Samstag ab 18 Uhr verlagerten sich die Besuchermassen. Zwar saßen noch etliche vor der Hauptbühne und lauschten Jazz-Lyrik-Prosa mit Walfriede Schmitt, Karsten Troyke und anderen. Viele Pressefestbesucher, aber noch mehr Menschen, die extra dafür gekommen waren, sahen im Hof der Kulturbrauerei, das EM-Spiel Schweden gegen Spanien. Zeitgleich lasen Ahne und Volker Strübing, zwei der besten »Sprechsteller« aus der Berliner Lesebühnen-Szene im Palais. Sie erheiterten das handverlesene Publikum mit skurrilen Geschichten und Liedern über den Wahnsinn des Alltags.

Am Samstagabend konnte man manch müdes, aber glückliches, Gesicht sehen und so manche Hand, in der ein mit Büchern und Broschüren gut gefüllter Beutel baumelte.

Ein Berliner Ehepaar hielt es für eine gute Idee, dass die Veranstaltung in der Kulturbrauerei war. Sie fühlten sich an die Zeit erinnert, als das Pressefest noch im Friedrichshain veranstaltet wurde. Vermisst hätte er aber Stände aus Thüringen und Sachsen, sagte der Mann. Deutliche Kritik hatte er an den Getränkepreisen. Drei Euro für ein Bier seien einfach zu viel. Andere meinten, durch die Wahl des Ortes wären auch wieder mehr jüngere Leute zum Pressefest gekommen.
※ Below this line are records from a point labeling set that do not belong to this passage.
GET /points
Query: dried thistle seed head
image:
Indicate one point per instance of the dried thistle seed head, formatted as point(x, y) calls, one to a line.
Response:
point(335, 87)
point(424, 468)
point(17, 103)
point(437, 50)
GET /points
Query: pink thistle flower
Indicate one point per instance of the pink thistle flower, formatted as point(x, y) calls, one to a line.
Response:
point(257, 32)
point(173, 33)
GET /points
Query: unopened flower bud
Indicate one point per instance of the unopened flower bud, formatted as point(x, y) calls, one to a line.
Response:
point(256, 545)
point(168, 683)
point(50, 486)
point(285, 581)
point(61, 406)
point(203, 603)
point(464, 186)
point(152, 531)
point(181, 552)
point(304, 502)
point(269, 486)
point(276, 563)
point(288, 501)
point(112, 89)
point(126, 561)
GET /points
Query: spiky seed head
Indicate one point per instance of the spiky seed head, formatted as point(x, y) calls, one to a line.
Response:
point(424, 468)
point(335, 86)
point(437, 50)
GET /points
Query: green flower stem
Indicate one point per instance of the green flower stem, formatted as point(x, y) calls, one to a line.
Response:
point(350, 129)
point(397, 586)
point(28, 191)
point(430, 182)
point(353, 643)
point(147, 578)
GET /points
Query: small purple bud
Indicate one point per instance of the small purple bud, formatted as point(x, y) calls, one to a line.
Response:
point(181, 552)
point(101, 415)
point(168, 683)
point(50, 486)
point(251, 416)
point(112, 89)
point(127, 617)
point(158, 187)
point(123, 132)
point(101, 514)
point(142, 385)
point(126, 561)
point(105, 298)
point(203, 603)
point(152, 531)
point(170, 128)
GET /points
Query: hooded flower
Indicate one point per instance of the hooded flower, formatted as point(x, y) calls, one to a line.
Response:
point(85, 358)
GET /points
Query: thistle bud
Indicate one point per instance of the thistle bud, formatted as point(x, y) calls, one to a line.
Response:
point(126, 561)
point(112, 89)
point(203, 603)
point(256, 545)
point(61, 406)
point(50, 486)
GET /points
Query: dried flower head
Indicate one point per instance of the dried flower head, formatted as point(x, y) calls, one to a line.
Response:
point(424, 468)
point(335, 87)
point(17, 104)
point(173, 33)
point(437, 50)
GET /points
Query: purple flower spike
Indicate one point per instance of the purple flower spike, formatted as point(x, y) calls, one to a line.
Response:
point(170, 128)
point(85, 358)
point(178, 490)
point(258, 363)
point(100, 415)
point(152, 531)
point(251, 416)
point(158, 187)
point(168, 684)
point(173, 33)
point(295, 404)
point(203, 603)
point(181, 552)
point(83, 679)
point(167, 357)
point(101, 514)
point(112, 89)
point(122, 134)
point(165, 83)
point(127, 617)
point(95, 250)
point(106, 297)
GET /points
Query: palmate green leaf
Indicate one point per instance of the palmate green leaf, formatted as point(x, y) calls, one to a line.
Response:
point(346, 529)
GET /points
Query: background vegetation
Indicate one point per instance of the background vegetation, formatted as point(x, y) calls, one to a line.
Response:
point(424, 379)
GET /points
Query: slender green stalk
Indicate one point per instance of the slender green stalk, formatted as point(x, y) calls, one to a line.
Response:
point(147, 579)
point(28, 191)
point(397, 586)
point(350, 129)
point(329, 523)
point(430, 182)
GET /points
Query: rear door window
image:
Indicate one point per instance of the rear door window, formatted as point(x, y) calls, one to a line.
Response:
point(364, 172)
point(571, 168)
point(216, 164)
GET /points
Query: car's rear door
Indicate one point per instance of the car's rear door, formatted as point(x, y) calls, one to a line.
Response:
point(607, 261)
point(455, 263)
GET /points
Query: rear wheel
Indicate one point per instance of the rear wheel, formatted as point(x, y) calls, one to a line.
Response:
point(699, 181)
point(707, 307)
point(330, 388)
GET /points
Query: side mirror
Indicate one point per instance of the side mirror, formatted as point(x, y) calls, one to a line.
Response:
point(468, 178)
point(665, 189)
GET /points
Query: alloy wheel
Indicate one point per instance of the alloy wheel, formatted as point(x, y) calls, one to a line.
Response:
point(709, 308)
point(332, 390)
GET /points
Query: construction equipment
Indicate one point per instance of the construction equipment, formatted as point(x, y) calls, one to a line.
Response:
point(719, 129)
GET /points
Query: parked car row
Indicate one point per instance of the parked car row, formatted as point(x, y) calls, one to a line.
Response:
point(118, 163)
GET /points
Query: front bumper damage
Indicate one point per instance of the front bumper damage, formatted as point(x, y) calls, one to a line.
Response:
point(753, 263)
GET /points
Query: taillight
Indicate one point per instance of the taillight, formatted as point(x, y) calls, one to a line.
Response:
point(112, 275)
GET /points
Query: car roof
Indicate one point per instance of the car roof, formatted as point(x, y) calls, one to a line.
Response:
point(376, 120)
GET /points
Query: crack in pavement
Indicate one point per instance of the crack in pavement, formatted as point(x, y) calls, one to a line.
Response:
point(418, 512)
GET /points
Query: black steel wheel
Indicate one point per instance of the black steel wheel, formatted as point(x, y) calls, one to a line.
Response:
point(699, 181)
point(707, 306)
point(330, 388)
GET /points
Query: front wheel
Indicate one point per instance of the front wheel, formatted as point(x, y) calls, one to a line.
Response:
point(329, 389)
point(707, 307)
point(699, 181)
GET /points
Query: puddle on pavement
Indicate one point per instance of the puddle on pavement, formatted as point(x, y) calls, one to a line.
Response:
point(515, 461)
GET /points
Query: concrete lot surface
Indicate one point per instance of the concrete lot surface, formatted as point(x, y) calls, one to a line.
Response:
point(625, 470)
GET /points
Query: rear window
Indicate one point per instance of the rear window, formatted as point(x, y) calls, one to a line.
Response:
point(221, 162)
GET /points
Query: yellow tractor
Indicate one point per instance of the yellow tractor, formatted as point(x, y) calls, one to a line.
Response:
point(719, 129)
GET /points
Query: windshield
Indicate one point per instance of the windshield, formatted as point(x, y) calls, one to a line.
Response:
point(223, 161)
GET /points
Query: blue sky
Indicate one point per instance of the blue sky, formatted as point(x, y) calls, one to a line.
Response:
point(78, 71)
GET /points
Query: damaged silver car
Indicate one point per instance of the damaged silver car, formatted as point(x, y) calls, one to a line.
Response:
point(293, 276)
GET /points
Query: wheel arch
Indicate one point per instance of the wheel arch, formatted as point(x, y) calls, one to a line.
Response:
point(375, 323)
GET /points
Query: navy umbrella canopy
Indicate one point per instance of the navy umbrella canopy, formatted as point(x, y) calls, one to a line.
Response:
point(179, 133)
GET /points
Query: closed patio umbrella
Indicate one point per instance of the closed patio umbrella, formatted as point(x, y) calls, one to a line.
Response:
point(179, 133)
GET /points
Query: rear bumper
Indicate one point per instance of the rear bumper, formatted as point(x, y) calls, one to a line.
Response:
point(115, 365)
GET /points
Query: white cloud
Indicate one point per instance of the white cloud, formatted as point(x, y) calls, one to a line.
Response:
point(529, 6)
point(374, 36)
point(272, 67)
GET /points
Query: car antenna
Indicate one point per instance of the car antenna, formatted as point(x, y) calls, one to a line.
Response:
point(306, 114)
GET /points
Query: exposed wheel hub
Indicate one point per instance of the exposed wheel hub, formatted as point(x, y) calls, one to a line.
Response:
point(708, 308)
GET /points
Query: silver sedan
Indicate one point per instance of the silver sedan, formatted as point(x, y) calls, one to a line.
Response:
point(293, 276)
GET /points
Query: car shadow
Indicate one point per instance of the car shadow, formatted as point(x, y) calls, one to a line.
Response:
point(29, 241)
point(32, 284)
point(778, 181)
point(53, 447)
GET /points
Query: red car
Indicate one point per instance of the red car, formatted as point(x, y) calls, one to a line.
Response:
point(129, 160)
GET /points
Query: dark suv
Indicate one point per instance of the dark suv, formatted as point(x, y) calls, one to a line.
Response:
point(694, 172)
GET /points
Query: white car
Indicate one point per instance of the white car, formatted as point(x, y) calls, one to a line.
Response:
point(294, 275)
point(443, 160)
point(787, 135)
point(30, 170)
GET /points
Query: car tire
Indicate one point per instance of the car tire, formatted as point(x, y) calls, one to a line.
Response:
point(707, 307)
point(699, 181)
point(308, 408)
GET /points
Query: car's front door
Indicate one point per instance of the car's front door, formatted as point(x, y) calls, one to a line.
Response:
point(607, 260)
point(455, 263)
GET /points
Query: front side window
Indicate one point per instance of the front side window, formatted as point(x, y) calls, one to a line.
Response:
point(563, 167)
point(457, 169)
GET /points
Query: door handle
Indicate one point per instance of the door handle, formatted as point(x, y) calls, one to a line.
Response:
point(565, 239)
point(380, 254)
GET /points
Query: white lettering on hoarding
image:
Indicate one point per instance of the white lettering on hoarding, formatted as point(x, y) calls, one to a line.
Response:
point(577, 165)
Am Sonntag ging das Fest weiter. Doch mittags waren in vielen Teilen der Kulturbrauerei kaum Besucher zu sehen. Warum? Auf einer Bühne sang der Ernst-Busch-Chor und davor sind fast alle Plätze besetzt. Hinten ist Radsportlegende Täve Schur von Fans umlagert, die Autogramme wollten. Und Schachgroßmeister Wolfgang Uhlmann spielt eine Simultanschachpartie an mehreren Tischen. Das Fest klang zum Nachmittag mit Konzert und Lesung aus. Nun wird abgebaut und im nächsten Jahr sieht man sich hoffentlich wieder.